I decided to drive through still extant cornfields that used to house pig families, over to Quaker Bridge Road and Glendale Wine Store, which honors France as I do. In no time, I discovered oversized bottles of Cotes du Rhone for the US 1 Poets Cooperative, who meet to critique at my apartment on every month’s first Tuesday.
Realizing that I had not driven on a highway all morning, I was not about to break the charm. By way of back routes through Carnegie Center, I wound my way home with forest on one side, two swans marking my turn at the pond. Indigo-flecked jays blessed my car near the bank, while an orange and black monarch butterfly made its jaunty way to Mexico.
On Saturday mornings, we do not have access to all four classical stations. Even so, throughout my errand run, I had been wrapped in the Baroque. Almost like driving the Peage to the sounds of Radio Monte Carlo. Did even the basil of Nice’s Marche aux Fleurs perfume my little Renault as does this hefty bunch from West Windsor’s Farmers’ Market? Nice’s tomatoes and eggplant were no more vivid nor flavorful than this local provender. (However I could buy and savor both in January, along with primroses, des primveres.)

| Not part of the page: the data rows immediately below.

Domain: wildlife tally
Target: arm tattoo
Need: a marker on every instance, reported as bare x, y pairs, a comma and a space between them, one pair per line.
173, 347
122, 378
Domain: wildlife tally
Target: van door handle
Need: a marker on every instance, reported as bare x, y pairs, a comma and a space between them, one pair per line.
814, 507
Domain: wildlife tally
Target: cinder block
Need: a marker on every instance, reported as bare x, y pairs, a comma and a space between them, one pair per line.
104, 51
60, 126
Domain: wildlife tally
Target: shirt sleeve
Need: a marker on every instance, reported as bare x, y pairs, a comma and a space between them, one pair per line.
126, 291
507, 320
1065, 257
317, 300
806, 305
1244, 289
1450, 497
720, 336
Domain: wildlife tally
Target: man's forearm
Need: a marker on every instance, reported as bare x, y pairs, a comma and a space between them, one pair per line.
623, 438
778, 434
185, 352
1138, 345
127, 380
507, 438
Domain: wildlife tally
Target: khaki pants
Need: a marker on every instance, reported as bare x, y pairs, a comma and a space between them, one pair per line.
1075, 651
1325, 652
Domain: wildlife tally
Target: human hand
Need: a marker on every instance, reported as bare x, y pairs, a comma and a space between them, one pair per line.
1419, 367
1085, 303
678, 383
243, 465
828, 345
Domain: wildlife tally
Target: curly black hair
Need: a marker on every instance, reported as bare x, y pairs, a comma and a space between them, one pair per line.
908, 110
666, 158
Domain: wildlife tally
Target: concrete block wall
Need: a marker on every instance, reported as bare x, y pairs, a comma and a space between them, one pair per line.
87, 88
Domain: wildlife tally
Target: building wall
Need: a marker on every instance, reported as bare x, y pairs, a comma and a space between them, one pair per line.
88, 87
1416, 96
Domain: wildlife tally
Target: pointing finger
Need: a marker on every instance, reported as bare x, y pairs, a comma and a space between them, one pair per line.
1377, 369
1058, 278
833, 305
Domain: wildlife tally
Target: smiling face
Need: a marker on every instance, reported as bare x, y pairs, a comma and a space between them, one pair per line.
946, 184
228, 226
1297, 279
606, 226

Until I started beginning my Saturdays at West Windsor’s Market, though, I was convinced that only in France did the fragrance of food reach around corners, compelling feet and francs.
All morning long, I have not set foot(e) in a mall nor tires on highway, until this momentary crossing. Ahead lies the welcome ritual of flower arranging; the crisping of bacon to add to tomatoes in my new favorite sandwich — BBT (Bacon, Basil and Tomato).
It’s still so early — next step, down to Princeton Canoe and Kayak for either the last kayaking of summer or the first of fall. And all of this richesse in our West Windsor. No wonder the New York Times salutes this market under the headline, “West Windsor, The Town that Tries to Keep It Country.”